A timeless tradition
MEXICO | Saturday, 10 May 2014 | Views [165] | Scholarship Entry
Heat pulses off the walls in waves. Steam thick with the smell of plants, pungent and sharp, snakes into my lungs, burning as it enters. Rosa reaches into the ice water at her feet, pulls out a dripping cloth and lays it on her face. The water coats her skin in soft, glistening beads. The firelight, hazy through the steam, lends a liquid sheen to our surroundings. Our faces turn to masks in the dark.
Our guide’s low chanting penetrates deep into my chest, my heartbeat falling in step with her words. Next to me, Mariah hides under her washcloth. Flushed and sweating, her chest rises in long, measured breaths. The wooden bench is hot under my legs and I peel my flesh away, moving closer to the edge of my seat. There seems to be a band around my chest. My lungs, drowning in the sodden air, struggle to expand. I close my eyes. Time has stopped as the heat claims our skins. Another ladle of water hisses as it hits the rocks in the hearth. We are melting.
Rosa rises to her feet, clearing the low ceiling by several inches. She tells us to stand, passing out branches of green, oily leaves. From a small basket at her feet, she pulls two white eggs and places them in our hands. In spite of the inferno, they are cool to the touch. We stand, hunched, and beat the branches against our skin. Starting at our feet, we whip them at our legs, hips, bellies, chests. Rosa throws the used branches on the fire, the sharp green smell piercing the wall of steam. We take the eggs, delicate and soft after the branches, and rub them slowly on our bodies. "The leaves get the energy moving in the body, now the egg takes the bad energy out," our guide explains. The smooth, cool shells warm quickly and we hand the eggs back to Rosa.

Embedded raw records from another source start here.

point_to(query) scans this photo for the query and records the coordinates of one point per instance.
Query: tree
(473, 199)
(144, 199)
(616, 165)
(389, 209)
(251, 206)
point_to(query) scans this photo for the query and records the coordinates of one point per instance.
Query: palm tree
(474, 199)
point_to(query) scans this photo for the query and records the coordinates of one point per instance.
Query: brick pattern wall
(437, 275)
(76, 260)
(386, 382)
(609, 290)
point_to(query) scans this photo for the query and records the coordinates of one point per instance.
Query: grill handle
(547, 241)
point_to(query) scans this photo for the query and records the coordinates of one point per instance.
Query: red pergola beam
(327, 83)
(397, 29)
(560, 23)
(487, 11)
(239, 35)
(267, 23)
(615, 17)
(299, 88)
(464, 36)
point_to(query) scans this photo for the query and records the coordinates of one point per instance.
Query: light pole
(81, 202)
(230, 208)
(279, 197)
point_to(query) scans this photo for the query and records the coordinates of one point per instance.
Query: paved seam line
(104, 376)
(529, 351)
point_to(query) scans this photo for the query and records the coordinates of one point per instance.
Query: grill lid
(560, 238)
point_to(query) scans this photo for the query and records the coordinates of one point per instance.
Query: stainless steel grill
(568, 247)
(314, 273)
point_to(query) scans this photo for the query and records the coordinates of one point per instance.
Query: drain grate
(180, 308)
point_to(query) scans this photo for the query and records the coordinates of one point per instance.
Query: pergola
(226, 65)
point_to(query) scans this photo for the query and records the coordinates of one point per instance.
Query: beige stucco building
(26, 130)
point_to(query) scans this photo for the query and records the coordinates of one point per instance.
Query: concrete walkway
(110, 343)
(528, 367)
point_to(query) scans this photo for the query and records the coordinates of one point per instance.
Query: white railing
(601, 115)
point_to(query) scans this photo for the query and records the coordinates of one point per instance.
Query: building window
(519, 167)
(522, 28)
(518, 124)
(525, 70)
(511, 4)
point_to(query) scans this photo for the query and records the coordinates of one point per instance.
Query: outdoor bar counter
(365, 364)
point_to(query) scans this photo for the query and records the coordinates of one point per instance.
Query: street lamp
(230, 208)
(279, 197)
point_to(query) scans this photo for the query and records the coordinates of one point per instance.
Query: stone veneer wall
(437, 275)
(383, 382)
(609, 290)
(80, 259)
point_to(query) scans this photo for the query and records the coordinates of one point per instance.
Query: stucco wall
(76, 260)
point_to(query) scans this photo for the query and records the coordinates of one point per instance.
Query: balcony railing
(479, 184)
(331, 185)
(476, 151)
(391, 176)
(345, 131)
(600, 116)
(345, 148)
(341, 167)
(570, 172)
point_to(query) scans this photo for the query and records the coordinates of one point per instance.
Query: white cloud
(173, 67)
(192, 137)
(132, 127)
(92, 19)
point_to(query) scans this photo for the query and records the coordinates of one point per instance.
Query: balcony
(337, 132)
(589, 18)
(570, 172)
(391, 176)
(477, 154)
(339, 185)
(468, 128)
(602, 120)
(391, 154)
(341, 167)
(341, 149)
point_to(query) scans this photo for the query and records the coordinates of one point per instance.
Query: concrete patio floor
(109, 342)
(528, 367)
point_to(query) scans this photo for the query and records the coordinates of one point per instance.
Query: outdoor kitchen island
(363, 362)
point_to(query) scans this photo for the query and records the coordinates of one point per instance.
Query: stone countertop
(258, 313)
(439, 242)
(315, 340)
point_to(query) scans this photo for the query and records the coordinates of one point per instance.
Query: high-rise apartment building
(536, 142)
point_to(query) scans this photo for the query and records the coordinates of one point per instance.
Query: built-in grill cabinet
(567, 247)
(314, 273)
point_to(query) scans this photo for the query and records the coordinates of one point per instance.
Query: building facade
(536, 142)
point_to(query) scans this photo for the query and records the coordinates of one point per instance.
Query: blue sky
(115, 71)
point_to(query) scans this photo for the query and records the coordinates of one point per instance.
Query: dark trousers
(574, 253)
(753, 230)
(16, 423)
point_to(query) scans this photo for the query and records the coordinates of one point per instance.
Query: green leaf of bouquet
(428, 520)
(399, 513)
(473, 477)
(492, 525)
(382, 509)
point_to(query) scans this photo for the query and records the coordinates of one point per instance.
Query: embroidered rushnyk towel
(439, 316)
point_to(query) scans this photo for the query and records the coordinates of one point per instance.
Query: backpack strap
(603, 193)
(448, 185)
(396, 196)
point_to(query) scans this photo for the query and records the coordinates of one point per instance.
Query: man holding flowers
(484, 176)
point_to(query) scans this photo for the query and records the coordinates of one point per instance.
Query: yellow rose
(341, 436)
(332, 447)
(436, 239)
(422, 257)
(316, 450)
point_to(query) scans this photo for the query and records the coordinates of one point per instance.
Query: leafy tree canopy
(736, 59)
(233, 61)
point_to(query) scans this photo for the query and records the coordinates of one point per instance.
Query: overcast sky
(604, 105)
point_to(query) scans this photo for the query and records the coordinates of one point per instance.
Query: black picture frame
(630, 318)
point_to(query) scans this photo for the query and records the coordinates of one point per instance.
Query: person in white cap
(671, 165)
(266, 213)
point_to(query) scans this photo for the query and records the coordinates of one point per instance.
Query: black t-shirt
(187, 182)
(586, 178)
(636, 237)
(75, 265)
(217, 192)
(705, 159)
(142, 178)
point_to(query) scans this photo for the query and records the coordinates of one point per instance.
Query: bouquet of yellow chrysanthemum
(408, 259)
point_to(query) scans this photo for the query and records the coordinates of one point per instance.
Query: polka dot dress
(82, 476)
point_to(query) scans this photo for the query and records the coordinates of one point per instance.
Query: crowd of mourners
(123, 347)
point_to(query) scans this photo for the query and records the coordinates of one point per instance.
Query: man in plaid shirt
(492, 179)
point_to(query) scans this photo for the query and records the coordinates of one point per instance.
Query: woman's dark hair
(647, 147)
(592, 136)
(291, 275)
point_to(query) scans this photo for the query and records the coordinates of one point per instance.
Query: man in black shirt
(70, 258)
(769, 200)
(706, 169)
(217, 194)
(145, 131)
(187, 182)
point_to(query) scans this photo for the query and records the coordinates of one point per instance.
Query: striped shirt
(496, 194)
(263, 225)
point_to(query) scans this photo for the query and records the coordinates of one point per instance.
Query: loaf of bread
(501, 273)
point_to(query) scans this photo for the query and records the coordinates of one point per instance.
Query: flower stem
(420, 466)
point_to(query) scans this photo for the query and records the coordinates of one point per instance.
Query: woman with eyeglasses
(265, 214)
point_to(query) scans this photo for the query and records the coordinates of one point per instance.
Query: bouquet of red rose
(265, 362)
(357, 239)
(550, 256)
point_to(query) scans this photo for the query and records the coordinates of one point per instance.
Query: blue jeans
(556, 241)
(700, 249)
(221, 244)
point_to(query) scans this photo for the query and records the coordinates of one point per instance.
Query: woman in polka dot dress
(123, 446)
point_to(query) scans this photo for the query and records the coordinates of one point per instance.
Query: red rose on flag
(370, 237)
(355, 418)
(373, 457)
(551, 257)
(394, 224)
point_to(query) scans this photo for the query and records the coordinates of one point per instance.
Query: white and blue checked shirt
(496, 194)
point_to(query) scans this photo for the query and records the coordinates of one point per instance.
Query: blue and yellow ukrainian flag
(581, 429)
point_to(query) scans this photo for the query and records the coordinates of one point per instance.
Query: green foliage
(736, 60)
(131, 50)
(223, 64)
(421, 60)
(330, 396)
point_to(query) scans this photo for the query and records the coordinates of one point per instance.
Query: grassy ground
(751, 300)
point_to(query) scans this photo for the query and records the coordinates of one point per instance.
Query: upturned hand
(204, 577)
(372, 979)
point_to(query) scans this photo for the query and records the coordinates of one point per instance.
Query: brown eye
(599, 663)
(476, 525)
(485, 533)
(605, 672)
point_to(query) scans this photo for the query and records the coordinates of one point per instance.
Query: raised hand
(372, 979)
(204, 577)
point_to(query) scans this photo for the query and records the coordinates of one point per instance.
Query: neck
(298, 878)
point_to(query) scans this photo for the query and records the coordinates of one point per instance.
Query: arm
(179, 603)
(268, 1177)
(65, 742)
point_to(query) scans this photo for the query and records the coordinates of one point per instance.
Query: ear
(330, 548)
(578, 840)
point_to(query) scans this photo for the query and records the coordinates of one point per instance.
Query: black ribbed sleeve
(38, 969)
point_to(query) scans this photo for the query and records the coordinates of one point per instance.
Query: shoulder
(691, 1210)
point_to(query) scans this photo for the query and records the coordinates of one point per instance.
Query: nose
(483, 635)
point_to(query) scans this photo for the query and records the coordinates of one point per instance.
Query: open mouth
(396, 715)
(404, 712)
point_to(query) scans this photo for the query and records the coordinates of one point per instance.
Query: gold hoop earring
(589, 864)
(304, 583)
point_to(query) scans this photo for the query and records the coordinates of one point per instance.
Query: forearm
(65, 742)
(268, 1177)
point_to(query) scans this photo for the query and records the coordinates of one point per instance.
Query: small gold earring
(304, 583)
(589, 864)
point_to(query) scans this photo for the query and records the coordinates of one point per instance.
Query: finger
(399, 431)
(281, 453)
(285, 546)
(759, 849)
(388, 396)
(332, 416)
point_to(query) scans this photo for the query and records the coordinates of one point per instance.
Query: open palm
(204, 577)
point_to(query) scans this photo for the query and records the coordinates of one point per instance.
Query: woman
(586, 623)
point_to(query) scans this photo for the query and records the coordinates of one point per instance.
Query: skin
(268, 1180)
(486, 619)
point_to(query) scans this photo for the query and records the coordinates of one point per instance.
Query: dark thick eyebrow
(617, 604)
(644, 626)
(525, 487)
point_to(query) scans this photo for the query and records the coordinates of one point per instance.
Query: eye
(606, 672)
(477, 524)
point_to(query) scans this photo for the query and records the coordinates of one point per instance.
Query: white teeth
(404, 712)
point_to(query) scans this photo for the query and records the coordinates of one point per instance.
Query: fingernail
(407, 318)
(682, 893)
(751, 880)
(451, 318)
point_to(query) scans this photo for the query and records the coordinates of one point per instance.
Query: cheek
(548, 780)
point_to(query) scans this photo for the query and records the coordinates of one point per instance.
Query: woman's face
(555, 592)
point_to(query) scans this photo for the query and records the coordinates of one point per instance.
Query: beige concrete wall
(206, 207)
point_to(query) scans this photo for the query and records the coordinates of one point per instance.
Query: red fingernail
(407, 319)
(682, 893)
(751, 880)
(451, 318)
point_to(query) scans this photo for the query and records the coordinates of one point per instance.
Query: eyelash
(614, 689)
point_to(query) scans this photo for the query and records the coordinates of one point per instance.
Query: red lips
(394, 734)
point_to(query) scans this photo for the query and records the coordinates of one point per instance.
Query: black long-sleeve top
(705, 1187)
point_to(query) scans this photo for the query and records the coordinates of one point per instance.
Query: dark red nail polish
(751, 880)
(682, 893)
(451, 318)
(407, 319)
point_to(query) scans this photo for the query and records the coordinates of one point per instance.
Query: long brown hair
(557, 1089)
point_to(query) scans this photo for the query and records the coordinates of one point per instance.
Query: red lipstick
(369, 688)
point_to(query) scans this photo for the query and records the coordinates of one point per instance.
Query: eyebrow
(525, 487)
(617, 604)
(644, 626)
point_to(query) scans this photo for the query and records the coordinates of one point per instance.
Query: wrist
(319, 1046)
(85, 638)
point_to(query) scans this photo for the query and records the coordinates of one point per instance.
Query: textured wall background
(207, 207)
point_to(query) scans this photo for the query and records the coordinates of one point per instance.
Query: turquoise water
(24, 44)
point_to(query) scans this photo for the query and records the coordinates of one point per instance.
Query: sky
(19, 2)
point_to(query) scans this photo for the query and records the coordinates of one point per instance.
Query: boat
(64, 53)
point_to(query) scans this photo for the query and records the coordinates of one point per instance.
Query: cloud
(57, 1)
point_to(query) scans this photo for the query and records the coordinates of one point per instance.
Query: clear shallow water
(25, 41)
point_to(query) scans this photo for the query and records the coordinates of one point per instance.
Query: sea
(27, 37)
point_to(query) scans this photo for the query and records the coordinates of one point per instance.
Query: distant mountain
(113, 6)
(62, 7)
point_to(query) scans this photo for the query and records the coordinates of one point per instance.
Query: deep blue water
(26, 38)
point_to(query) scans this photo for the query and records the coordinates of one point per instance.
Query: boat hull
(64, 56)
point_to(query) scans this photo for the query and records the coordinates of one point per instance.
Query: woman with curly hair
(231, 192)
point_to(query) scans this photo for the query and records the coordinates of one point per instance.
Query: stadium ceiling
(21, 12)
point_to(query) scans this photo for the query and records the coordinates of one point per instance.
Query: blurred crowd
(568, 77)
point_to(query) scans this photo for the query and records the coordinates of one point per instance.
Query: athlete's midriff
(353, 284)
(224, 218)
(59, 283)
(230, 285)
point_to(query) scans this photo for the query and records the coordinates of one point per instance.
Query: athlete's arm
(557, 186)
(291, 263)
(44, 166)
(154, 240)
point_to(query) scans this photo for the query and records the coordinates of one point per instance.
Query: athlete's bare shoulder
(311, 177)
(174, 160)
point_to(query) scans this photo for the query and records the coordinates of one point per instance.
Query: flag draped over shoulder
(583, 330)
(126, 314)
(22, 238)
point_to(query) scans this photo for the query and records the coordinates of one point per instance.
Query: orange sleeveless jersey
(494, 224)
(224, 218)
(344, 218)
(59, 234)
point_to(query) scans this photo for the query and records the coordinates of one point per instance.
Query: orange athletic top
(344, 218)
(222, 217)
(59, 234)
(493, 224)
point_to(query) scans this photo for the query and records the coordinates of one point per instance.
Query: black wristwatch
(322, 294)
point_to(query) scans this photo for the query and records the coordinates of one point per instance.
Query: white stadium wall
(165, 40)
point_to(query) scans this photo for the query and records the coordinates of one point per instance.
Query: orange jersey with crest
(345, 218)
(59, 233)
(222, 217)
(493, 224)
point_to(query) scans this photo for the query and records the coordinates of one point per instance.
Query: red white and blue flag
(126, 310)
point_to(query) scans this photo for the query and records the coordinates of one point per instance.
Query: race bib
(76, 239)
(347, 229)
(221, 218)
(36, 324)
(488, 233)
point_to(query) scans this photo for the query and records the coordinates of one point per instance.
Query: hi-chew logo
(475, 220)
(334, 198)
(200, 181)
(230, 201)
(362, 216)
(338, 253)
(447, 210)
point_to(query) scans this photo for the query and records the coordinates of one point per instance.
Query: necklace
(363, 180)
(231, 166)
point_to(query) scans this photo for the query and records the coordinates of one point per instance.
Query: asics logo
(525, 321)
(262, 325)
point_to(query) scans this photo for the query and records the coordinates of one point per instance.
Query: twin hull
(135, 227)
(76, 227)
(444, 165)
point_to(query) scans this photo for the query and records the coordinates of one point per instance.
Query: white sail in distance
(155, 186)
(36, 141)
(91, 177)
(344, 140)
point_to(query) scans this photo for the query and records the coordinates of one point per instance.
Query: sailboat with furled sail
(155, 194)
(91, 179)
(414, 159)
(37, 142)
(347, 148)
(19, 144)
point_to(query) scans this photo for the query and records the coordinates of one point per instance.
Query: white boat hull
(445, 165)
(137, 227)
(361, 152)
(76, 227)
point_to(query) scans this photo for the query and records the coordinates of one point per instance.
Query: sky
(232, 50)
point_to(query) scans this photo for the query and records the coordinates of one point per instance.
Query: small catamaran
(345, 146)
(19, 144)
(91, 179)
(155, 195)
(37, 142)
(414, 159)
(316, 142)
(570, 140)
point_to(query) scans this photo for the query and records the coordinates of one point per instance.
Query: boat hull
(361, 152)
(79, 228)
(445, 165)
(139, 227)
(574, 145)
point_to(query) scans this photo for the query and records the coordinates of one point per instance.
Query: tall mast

She resumes her chant and we settle back onto the bench, the wooden plank hot as coals. Rosa’s words penetrate the cleared spaces inside of us, filling the gap with something new, something fresh and clear, untouched by the stories that led us here. We are molting inside this womb of stone and steam.
As finally the chanting ends and the fire dies down, we sit, silent in the rising darkness, the steam fading around us. Rosa pulls aside the heavy cloth draped across the door and we follow her out into the cool, clear night. A breeze licks the sweat of old things from our skin. Freed from the cramped space of the temazcal, our limbs reach outward, exploring these fresh, clean bodies. We make our way lightly on the stones, stepping our way back into life.